Using sum-to-product: $\cos\psi_1+\cos\psi_3 = 2\cos\psi_2\cos\beta$.

So $\cos\psi_1+\cos\psi_2+\cos\psi_3 = \cos\psi_2(1+2\cos\beta)$.

$\text{HM} = \frac{3T_0}{\cos\psi_2(1+2\cos\beta)} = \frac{3T_0\sec\psi_2}{1+2\cos\beta} = \boxed{\frac{3T_2}{1+2\cos\beta}.}\;\checkmark$

Part (ii). The vertical tension changes by the weight of the segment: $T_0(\tan\psi_2-\tan\psi_1)=\omega_1$ and $T_0(\tan\psi_3-\tan\psi_2)=\omega_2$.

Using $\tan\psi_2-\tan\psi_1 = \sin(\psi_2-\psi_1)/(\cos\psi_2\cos\psi_1) = \sin\beta/(\cos\psi_2\cos\psi_1)$, and similarly for $\omega_2$:

$\frac{\omega_1}{\omega_2} = \frac{\sin\beta/(\cos\psi_2\cos\psi_1)}{\sin\beta/(\cos\psi_2\cos\psi_3)} = \frac{\cos\psi_3}{\cos\psi_1} = \frac{T_0/T_3}{T_0/T_1} = \boxed{\frac{T_1}{T_3}.}\;\blacksquare$

Common Traps

• Mixing up $l$, $d$, and $c$. The sag $d$ is measured from the vertex to the support level (not from the support to any other reference). The arc length $l$ runs from the vertex to the support along the curve. The half-span $a$ is the horizontal distance.
• $\cosh^2-\sinh^2=1$ is the elimination tool. Almost every catenary proof involves writing $l^2=c^2\sinh^2(\cdot)$ and $d^2=c^2(\cosh(\cdot)-1)^2$ and then taking the difference, using this identity.
• Tension = $T_0\sec\psi$, not $T_0/\psi$. The horizontal tension $T_0$ is constant along the catenary; the total tension increases with inclination via $\sec$.
• Weight of a segment = change in vertical tension. $\omega = T_0(\tan\psi_{\text{right}}-\tan\psi_{\text{left}})$ — this is the load-bearing physics that connects weights to inclinations.

Marks-Aware Writing

For 10-mark identity proofs: state the two catenary formulae used, substitute, and show the algebraic steps explicitly. The key step (factoring $(\cosh-1)$ and using $\cosh+1-\cosh+1=2$) must be written out.

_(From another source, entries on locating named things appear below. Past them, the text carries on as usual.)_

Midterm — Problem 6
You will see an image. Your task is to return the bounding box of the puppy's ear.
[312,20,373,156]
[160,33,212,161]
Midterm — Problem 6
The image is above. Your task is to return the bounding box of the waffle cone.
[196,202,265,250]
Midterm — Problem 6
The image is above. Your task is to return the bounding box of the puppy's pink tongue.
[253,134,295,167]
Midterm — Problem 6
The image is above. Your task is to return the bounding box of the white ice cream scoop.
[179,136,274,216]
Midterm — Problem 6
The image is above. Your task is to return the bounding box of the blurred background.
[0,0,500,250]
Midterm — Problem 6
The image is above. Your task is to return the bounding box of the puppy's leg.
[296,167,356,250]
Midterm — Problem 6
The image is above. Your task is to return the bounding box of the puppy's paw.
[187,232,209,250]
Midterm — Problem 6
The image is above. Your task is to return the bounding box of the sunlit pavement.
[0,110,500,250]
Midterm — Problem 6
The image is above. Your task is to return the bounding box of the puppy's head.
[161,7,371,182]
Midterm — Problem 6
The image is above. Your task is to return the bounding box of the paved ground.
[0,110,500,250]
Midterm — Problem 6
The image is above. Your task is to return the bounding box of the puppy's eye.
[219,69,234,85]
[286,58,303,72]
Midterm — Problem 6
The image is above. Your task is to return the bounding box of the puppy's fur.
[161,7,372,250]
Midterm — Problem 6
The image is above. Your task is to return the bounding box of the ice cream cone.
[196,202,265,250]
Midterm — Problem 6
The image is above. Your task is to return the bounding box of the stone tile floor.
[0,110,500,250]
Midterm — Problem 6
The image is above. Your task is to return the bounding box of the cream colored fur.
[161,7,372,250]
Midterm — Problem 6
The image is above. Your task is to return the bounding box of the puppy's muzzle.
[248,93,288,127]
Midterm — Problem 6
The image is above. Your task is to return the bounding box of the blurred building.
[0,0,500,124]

For the 20-mark tensions-in-AP question: each of the two parts requires a separate derivation; the sum-to-product formula ($\cos\psi_1+\cos\psi_3=2\cos\psi_2\cos\beta$) and the weight–tangent relation must both be stated explicitly.

For the 12-mark cable span formula (2022): use the small-sag (large-$c$) expansion of $\cosh$ and $\sinh$ to first order in $1/c$; state the expansion explicitly.

Practice Set

• 2015-P1-Q8a (12 m) — — Hint: chain over circular pulley; 2/3 contact means support points are $120°$ from the bottom; tangent angle at leaving point is $60°$; use arc $= c\tan\psi$.
• 2022-P1-Q6a (20 m) — — Hint: expand $\cosh(d/c)\approx1+d^2/(2c^2)$ and $\sinh(d/c)\approx d/c+d^3/(6c^3)$ for large $c$.